Pakistan’s Defence Minister Khawaja Asif on Tuesday said the country was in a “state of war” after a deadly suicide bombing in the federal capital killed at least 12 people and injured 36 others.

Speaking after the attack, Asif said it was futile to expect any positive outcome from talks with Kabul following the incident and also accused India of backing Afghanistan

In a post on the Government of Pakistan’s official X account, Prime Minister Shehbaz Sharif said the “suicide attack” in Islamabad had “originated in Afghanistan, with India’s backing.”

Addressing the Inter-Parliamentary Speakers’ Conference in Islamabad, Sharif requested Kabul to act against armed groups operating from its soil. “Afghanistan must understand that lasting peace can only be realised by reining in TTP and other terrorist groups operating from Afghan territory,” he said.

Earlier, Asif described the Islamabad bombing as a “wake-up call” for the entire nation. “We are in a state of war.
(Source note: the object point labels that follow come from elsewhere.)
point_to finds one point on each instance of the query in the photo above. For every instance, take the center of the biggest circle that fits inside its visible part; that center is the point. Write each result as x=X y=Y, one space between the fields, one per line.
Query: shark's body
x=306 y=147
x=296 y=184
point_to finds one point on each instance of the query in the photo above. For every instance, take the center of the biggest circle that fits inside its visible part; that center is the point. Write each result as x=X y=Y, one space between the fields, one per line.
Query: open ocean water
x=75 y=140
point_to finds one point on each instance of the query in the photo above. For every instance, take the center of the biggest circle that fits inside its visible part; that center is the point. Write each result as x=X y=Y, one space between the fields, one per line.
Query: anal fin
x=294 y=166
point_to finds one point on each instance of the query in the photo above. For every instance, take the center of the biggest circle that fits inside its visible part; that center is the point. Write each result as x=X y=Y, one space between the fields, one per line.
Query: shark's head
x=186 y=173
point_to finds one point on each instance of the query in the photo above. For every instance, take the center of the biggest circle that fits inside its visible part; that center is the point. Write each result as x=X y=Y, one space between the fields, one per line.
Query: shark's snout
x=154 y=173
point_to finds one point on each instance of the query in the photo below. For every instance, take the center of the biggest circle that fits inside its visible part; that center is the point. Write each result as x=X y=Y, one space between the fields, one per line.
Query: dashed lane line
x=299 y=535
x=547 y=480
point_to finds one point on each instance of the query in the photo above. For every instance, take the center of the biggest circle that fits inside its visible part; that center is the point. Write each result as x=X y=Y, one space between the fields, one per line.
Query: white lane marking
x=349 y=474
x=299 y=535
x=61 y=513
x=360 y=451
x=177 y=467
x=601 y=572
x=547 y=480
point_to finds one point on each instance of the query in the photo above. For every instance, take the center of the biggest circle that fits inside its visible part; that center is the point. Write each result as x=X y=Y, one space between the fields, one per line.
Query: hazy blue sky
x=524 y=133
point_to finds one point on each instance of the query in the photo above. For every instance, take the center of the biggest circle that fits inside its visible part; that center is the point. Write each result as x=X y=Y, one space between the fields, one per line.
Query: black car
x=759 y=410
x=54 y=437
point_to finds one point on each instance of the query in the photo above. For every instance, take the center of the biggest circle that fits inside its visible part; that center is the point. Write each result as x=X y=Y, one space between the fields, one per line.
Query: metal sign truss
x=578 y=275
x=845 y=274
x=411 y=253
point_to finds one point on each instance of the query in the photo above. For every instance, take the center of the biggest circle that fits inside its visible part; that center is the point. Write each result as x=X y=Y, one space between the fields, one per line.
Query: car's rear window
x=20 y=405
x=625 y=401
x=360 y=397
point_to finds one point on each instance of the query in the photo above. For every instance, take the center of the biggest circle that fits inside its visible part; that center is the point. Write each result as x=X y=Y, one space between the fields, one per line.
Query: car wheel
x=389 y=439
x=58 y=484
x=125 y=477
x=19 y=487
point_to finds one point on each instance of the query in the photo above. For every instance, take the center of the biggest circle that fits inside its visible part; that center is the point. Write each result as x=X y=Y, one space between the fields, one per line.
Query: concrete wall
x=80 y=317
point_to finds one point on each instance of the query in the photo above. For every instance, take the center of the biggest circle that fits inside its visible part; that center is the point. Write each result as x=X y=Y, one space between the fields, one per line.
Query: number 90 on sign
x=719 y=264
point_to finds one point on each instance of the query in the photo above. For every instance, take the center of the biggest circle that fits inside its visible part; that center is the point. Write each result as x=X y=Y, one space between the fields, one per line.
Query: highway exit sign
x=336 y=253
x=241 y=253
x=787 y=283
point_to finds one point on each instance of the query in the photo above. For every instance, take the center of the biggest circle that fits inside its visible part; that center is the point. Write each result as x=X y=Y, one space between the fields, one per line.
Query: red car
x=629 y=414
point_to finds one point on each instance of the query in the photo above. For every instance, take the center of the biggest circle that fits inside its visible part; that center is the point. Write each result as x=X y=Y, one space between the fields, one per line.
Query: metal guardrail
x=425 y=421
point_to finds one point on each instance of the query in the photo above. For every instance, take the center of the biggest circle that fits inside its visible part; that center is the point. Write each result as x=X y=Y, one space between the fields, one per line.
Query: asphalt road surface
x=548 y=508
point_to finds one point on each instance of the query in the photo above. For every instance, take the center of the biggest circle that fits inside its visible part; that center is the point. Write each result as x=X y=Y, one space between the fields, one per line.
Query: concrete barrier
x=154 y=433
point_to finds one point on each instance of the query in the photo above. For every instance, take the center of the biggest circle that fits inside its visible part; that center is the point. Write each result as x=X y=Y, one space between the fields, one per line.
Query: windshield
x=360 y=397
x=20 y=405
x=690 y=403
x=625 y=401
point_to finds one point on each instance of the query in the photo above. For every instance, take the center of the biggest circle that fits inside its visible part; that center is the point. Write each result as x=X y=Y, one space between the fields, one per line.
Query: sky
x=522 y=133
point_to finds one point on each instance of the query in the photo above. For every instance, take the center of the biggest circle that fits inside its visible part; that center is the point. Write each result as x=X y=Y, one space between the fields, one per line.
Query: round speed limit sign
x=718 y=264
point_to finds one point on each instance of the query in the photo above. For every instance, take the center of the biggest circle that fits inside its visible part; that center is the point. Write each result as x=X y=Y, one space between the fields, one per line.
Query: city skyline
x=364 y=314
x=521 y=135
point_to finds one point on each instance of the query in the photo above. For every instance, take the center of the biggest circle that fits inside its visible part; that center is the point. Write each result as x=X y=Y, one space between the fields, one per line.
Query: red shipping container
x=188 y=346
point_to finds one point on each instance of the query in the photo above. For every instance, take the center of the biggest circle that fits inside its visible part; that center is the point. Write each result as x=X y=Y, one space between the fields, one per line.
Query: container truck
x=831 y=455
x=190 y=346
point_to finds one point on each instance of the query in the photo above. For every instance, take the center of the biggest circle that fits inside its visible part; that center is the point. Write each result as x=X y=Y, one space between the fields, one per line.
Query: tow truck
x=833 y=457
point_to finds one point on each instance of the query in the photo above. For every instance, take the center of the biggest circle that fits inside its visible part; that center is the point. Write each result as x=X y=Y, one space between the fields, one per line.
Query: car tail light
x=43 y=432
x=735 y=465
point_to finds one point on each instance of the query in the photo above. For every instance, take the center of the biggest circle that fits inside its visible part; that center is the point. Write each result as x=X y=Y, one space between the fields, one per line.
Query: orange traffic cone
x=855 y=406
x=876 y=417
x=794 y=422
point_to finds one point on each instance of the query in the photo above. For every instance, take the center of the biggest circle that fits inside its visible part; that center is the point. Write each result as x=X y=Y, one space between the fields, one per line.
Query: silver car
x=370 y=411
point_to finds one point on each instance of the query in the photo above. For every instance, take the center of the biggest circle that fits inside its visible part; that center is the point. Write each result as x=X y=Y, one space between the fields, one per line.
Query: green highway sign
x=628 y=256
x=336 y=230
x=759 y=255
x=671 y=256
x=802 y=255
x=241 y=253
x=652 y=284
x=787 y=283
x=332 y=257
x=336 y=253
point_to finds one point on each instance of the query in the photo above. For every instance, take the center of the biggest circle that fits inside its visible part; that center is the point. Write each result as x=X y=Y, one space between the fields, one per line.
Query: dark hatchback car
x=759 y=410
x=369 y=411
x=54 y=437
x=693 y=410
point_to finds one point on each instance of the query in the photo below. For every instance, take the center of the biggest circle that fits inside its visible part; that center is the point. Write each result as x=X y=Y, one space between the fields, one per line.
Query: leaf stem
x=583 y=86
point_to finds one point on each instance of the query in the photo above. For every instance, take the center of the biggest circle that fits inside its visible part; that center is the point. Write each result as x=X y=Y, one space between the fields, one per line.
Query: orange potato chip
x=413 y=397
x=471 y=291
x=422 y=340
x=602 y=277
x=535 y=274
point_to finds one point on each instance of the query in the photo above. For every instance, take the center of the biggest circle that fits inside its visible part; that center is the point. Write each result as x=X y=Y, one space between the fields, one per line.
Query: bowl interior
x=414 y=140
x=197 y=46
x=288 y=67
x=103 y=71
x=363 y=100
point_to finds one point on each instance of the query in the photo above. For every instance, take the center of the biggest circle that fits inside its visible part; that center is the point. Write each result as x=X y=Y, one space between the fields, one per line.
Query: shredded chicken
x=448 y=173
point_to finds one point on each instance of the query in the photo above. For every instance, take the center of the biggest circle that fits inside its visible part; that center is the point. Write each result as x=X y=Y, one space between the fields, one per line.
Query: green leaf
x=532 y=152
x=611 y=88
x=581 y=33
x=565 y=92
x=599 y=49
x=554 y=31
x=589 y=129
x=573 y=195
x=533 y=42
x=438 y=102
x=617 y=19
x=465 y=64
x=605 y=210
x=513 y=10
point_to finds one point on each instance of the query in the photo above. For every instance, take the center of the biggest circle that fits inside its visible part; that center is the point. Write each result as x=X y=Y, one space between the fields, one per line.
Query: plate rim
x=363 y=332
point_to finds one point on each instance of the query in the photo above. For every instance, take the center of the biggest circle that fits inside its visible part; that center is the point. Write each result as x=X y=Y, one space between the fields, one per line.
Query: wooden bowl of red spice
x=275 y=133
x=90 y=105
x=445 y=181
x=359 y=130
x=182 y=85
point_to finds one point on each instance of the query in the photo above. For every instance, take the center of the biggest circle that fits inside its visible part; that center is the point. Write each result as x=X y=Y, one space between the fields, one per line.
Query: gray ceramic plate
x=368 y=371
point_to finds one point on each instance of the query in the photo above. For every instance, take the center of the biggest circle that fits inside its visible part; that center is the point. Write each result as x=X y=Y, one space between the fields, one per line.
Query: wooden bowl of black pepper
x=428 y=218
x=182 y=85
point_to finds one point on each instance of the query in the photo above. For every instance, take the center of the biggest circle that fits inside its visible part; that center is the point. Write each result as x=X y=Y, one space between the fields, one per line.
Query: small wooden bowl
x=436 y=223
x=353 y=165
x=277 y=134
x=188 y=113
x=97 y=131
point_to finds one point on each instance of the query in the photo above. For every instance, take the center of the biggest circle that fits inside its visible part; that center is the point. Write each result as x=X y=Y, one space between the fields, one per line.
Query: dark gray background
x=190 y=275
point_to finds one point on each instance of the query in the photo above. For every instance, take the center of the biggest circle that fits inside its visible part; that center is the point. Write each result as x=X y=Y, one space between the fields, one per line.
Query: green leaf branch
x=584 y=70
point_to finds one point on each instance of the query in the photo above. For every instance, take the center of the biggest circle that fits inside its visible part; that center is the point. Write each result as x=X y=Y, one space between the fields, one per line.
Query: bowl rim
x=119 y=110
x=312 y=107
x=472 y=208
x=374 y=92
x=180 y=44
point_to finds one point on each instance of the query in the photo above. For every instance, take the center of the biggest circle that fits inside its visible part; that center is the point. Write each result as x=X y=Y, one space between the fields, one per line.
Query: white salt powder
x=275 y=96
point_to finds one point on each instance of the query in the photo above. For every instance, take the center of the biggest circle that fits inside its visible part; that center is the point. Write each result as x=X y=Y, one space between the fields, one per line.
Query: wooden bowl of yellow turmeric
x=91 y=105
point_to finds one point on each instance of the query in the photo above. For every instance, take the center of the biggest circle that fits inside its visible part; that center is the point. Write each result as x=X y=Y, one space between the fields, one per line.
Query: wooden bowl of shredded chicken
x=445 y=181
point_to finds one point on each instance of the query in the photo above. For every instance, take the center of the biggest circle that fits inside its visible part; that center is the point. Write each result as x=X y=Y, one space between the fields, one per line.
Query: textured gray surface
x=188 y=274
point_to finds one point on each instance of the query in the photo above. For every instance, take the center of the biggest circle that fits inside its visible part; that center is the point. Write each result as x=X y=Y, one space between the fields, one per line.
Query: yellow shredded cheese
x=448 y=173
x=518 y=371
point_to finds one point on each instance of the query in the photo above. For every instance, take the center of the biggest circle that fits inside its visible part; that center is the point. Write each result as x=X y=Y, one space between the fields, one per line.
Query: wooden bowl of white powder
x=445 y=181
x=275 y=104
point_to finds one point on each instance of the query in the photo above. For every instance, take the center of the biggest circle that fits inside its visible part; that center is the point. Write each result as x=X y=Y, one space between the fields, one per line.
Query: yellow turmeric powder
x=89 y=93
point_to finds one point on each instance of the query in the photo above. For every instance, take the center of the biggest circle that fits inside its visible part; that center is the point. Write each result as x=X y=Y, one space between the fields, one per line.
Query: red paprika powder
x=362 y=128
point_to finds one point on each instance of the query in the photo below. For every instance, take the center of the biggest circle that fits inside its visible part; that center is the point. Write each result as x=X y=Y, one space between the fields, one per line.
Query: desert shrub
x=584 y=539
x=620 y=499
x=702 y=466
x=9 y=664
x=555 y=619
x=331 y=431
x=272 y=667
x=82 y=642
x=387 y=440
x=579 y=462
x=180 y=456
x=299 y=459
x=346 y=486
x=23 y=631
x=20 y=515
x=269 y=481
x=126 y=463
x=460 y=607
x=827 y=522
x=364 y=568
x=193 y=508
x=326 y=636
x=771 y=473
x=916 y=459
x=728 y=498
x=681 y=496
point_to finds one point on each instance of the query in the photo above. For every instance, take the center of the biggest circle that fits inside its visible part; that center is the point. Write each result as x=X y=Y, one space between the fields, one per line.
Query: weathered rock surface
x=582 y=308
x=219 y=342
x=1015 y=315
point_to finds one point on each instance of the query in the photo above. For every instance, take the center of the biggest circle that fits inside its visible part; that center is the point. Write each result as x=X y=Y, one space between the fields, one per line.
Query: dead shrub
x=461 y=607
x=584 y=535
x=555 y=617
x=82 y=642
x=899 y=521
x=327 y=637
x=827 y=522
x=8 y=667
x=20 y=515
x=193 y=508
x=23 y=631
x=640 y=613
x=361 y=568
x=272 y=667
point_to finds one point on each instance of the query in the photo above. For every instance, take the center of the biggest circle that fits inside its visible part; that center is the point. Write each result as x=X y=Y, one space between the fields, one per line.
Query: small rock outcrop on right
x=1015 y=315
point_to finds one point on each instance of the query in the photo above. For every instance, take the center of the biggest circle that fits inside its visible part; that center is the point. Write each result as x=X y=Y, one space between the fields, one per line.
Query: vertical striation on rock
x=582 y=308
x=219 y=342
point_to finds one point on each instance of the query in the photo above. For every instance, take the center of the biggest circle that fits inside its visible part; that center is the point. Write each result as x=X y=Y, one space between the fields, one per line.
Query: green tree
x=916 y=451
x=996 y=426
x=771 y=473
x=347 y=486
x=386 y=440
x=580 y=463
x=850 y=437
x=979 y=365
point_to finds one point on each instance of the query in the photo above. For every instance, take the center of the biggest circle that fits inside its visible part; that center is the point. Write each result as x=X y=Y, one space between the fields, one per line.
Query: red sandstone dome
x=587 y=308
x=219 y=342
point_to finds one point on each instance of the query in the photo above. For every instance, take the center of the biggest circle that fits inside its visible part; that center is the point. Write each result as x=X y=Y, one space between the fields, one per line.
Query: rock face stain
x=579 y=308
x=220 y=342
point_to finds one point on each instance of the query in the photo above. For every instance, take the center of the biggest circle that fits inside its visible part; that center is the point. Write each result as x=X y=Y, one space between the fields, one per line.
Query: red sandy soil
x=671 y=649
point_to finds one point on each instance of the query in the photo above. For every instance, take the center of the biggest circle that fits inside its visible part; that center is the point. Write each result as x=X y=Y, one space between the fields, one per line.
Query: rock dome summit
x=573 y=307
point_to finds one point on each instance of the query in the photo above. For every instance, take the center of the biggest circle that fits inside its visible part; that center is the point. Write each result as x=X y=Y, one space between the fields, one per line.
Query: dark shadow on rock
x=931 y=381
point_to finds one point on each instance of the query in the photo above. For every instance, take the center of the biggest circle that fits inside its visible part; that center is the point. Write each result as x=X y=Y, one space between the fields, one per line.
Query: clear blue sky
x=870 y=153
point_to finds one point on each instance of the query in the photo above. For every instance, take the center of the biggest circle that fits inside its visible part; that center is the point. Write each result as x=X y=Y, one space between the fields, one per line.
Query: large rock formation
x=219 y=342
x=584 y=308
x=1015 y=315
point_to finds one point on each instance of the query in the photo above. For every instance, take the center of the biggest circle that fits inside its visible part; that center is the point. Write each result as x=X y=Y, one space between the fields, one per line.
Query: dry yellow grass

If anyone thinks that the Pakistan Army is fighting this war only in the Pak-Afghan border region and remote areas of Balochistan, then today’s suicide attack in the Islamabad District Court (Kacheri) is a wake-up call that this is a war for all of Pakistan. In this war, the Pakistan Army is making daily sacrifices and reassuring the people of their security,” Asif said in a statement in Urdu.

Pakistan has long accused Afghanistan of sheltering the Tehreek-e-Taliban Pakistan (TTP), which frequently claims responsibility for deadly attacks across Pakistan.

The Afghan Taliban have denied harbouring the group, but many TTP leaders and fighters are believed to have taken refuge in Afghanistan since the Taliban’s return to power in 2021, straining relations between the two neighbours.